# [SOLVED] Make Computer Wireless Hotspot With USB Adapter?



## cyberphonics (Apr 27, 2008)

Hi all! I asked on another forum and was told it could be done, but not really given instructions _how_. I know I can just buy a wireless router. Let's pretend they don't exist lol 

I read you can make your computer a wireless hotspot if you have either a wifi adapter card _or_ a usb adapter. I want to know if and how to do this with my usb adapter?

*Info...*

I have a desktop running Windows XP latest SPs. It has no wireless adapter card. My internet is from a cable modem that runs into my computer via usb and into something else via ethernet cable. I have a Belkin n150 USB Wifi Adapter.

*Here's what I tried...*

I know nothing about this but I gave it a shot. I stuck the Belkin into the computer. It was detected, drivers installed. I saw a network icon pop up in the tray saying wireless connections were available in my area.

I read that to do what I want, I had to create my _own_ wireless connection. *shrug*. I right-clicked on the network icon and went into the Belkin's properties and clicked on the Wireless Networks tab at the top.
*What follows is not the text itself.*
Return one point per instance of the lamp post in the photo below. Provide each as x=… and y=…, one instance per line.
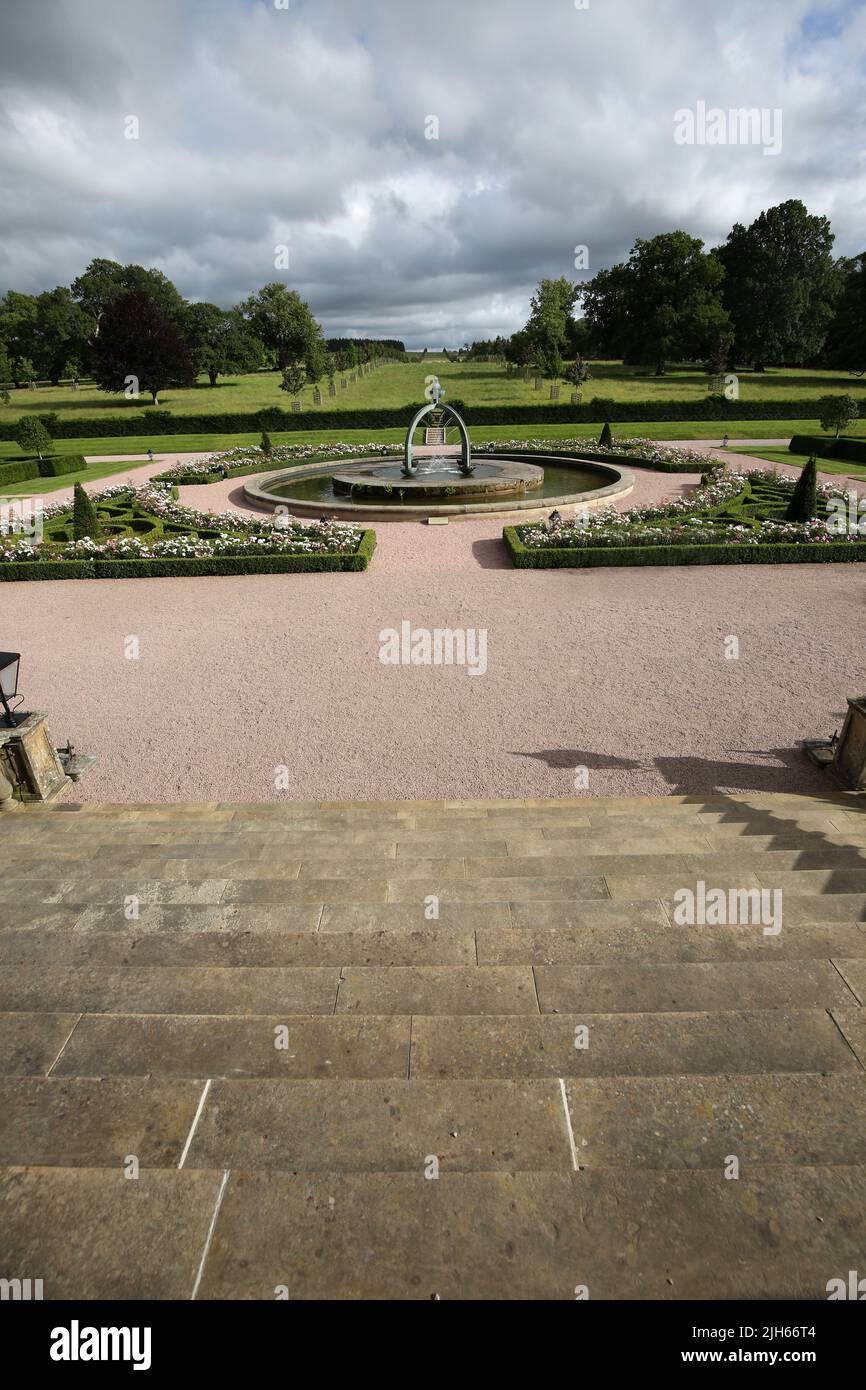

I clicked on add, made up an SSID, picked WPA2-PSK and AES security, gave it a passkey, and saved it. I refreshed the wireless connections list and saw the connection I just created in it. I used my Kindle Fire as a tester to see if it would detect the connection I made and it didn't show in its list.
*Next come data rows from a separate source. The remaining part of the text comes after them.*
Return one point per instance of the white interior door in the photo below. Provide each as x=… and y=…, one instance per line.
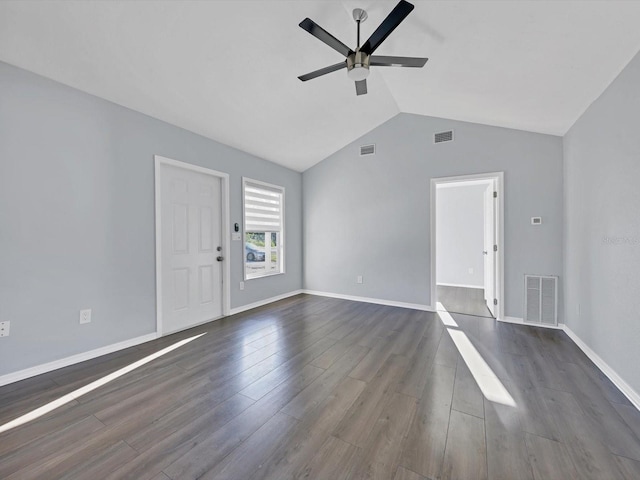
x=490, y=240
x=191, y=248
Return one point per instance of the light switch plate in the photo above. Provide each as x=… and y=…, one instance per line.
x=85, y=316
x=4, y=329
I tried manually adding the connection on my Fire by putting in the SSID and passkey I gave it and it said, "Error connecting to access point". So I went back to the connection I made. I tried different combinations. WEP with a passkey. WPA with a passkey. No luck. 

Then I tried ticking the "this is an ad hoc connection" thing at the bottom and tried again WEP and WPA with passkeys. Still, nothing being detected by my Fire. I don't know enough to even guess at what I'm missing and doing wrong so I need step by step help! :neutral: 

*Notes...* 

The only difference I noticed while trying to play with the settings on the connection I was creating was that sometimes, next to its name it would say ON DEMAND. I don't know what that means.

Also, I noticed that no matter what I do, when I look at my Belkin in Network Connections under Control Panel, next to it, it says DISCONNECTED, so I don't know if that's the problem right there.

FYI, I know my _computer_ can do this at least because I have a Nintendo USB wifi adapter that works just fine, only it has its own software so all I do is pop it in, its software pops up a menu saying it's looking for the device to allow.

I turn on my DS Lite and when it detects my DS, I tell it to allow it and boom. My DS Lite is connected to my computer wirelessly and I can play games online through it or even browse the web (cuz I had the web browser pack). 

So I was hoping the Belkin USB would work the same way only for OTHER wifi-enabled devices. I just don't know how to get it to do it so any step by step help would be appreciated! THANK YOU!


----------



## Stephen Bowles (Jan 28, 2011)

*Re: Make Computer Wireless Hotspot With USB Adapter?*

Perhaps following a guide would be helpful, such as : Step-by-step Guide : How to connect two computers directly using Wi-Fi and Windows XP (SP2 or SP3). which seems complete and a good one to follow.

What is the underlining reason for this? Is it to transfer stuff between your fire and desktop?

Do you have another wireless device that you can use to "test" connect to the ad-hoc network?

I've never used a Kindle Fire before, is there a setting on it that switches between ad-hoc and infrastructure mode (when searching for a network or something)?


----------



## cyberphonics (Apr 27, 2008)

*Re: Make Computer Wireless Hotspot With USB Adapter?*

Hey Stephen! Sorry I wasn't clear. I'm trying to use my computer as a wireless hotspot using the usb wifi adapter so that I can connect to the internet with wireless devices. I don't want to transfer anything between them.

As far as I can tell, the Fire doesn't have network settings you can change. Thank you for the tutorial. I read a few but none matched my setup so they weren't helpful. The one you posted was more relevant, but I went to look at the specs for my Fire on Amazon's website again to see if it said anything about its connectivity that I missed and it says...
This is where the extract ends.